DBB – Base Metals broke support, tested $18.60 low and is attempting to break higher on the upside. Some volatility showing in the chart, but the upside is still in play. Need to clear the $19.70 level currently. Watch for the continuation of the play higher.
Palladium (PALL) broke above the $69.50 high and heading higher. Cleared the $71.80 resistance and now at new high of $73,64.
Platinum (PPLT) remain the better bet on the precious metal side. Platinum was testing the consolidation pattern on the upside, but this week has pushed higher and hit a new high at $170.45 today.
5) Global Markets:
The NASDAQ Global Market Index (NQGM) broke above 970 on the index and has moved to 1025. The global markets remains a positive among investors short term. Money flow into the country ETFs has improved along with the upside gain.
WATCH: EFA – Dropped 1.8% on Monday on concerns relative to Spain. The test of the uptrend short term continues. Stick with the uptrend play for now as it holds support. $58.25 support was tested.
WATCH: IEV – Dropped 2.7% Monday as the concern relative to Spain rose. Attempting to hold $40.20 support short term. One day at a time. Don’t assume anything and keep your focus going forward. Watch for the uptrend to resume when the dust settles. Looking at the daily chart for the last year we can see the break above resistance and the trend higher remains in play. Upside target is $45.50 going forward.
WATCH: FXI – China had established the uptrend off the November low. However, the volatility of the move has picked up on economic data developing a sideways trading range. The move below $40.75 was a big negative short term and the confirmation on the downside the last couple of days is worthy of attention. The current support to watch is $39.65.
ENTRY: $42 FXI – Stop = $40.
WATCH: EEM – $43.65 is the current support level and the chart is pushing lower and the consolidation pattern is testing support on the downside. Watch the downside as this plays out.
6) Real Estate (REITS):
WATCH: IYR – The break above $66.12 was the entry point of the move above resistance. Still in position to move higher short term. Watch for potential test of support in the move. Be patient as this plays out short term.
ENTRY – $66.15, – Stop $67
WATCH: REM, NLY & SJT – all three are in a position to break higher.
7) Global Fixed Income:
The sovereign debt issues are fading as the global outlook improves. Still plenty to be concerned about relative to growth, but the fixed income side is attractive for now. High yield bonds and corporate bonds are gaining momentum short term.
WATCH: Emerging market bonds (EMB) – Exited play on Monday’s break of support.
WATCH: Emerging market Sovereign Debt (PCY) – Exited play on Monday on break of support.
WATCH: International High Yield Bonds (IHY) – Tested support at $25.75 and bounced and hit new high and still moving up. HOLD.
WATCH: PAFCX – bounced off support near the $11.66 mark. Holding within the trading range for now. HOLD.

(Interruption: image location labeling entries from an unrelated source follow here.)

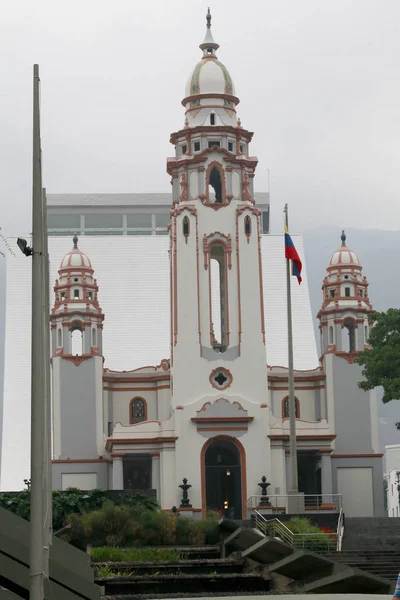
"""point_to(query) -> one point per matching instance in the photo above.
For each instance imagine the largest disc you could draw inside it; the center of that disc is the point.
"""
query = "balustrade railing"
(332, 503)
(322, 543)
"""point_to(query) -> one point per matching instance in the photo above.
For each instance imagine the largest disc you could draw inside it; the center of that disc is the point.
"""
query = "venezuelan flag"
(291, 254)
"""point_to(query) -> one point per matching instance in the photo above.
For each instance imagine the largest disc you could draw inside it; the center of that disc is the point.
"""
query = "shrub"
(107, 554)
(311, 537)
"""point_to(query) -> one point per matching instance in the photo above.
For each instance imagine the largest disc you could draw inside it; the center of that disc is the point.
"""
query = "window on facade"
(349, 336)
(77, 340)
(214, 182)
(286, 408)
(185, 226)
(103, 221)
(138, 410)
(218, 296)
(138, 220)
(64, 222)
(162, 220)
(247, 225)
(265, 221)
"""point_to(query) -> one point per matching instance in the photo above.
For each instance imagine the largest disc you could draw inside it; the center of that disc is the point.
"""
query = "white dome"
(344, 257)
(210, 76)
(76, 259)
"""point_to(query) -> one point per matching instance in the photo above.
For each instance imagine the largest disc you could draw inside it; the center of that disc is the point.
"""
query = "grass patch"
(107, 554)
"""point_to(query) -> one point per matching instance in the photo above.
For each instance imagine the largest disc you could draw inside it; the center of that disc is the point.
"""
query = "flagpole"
(38, 384)
(294, 486)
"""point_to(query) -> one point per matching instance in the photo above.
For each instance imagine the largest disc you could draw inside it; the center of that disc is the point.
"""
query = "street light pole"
(39, 324)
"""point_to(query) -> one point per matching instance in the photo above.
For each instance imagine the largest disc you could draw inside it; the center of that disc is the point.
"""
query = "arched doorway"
(222, 466)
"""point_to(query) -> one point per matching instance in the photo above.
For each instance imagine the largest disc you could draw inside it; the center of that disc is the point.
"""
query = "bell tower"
(345, 304)
(77, 375)
(217, 308)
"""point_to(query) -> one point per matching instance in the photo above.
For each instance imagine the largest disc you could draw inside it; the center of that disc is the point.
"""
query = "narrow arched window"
(215, 183)
(76, 340)
(285, 410)
(219, 313)
(186, 227)
(138, 410)
(349, 336)
(247, 226)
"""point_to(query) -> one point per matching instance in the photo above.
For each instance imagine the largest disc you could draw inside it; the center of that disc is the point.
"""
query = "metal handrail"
(340, 531)
(311, 501)
(297, 540)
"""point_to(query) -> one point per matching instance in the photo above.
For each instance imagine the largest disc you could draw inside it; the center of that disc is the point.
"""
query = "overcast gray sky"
(318, 82)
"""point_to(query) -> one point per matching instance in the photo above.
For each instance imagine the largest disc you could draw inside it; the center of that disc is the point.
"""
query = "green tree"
(382, 361)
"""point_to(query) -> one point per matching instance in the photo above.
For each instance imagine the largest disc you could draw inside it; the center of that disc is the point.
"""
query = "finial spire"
(208, 18)
(209, 46)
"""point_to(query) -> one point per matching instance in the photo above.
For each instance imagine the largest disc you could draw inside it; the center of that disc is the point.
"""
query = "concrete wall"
(100, 469)
(353, 425)
(377, 480)
(75, 409)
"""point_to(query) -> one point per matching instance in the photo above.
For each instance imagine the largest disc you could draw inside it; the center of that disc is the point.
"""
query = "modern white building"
(169, 337)
(392, 476)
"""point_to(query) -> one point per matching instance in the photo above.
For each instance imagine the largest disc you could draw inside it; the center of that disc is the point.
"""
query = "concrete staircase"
(71, 574)
(299, 571)
(373, 533)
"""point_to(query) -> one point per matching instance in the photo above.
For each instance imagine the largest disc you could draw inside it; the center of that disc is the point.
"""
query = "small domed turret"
(210, 85)
(76, 308)
(345, 304)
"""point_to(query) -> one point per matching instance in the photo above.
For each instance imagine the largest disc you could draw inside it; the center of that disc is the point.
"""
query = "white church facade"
(214, 410)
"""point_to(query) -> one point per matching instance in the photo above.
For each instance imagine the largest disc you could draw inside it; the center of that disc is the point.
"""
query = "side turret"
(344, 322)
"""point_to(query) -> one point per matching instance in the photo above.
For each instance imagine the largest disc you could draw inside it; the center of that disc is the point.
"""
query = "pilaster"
(118, 472)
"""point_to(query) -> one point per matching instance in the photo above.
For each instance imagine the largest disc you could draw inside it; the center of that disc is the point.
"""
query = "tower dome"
(344, 314)
(344, 257)
(75, 259)
(210, 85)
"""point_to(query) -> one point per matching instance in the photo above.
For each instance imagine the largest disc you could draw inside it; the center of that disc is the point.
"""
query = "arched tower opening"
(215, 186)
(76, 339)
(218, 296)
(349, 336)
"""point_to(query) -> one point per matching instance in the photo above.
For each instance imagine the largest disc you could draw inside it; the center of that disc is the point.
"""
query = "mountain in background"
(378, 254)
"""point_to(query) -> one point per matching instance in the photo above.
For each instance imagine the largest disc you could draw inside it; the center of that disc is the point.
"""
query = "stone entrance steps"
(300, 571)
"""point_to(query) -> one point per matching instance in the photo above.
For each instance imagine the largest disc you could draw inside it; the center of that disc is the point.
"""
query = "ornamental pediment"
(222, 417)
(221, 411)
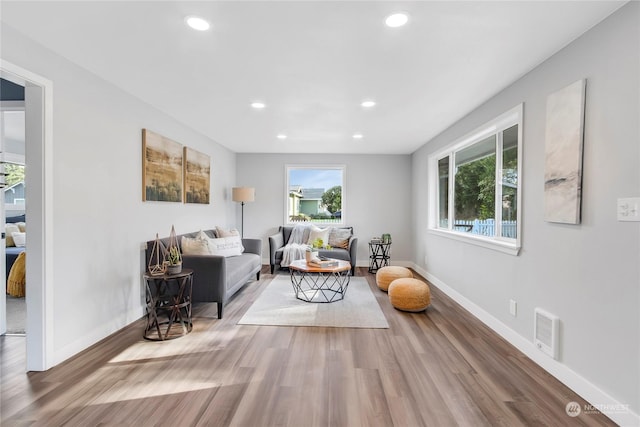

WATCH: PICB – International Corporate bonds are testing the support at $29.20. HOLD.
Watch and play according to your risk tolerance on any position taken. Everyone has different trading styles and you have to find what works for you and your personality. Don’t put yourself in positions you don’t understand or take risk you can’t tolerate. Not every trade results in a profit, but controlling your risk will limit the downside losses.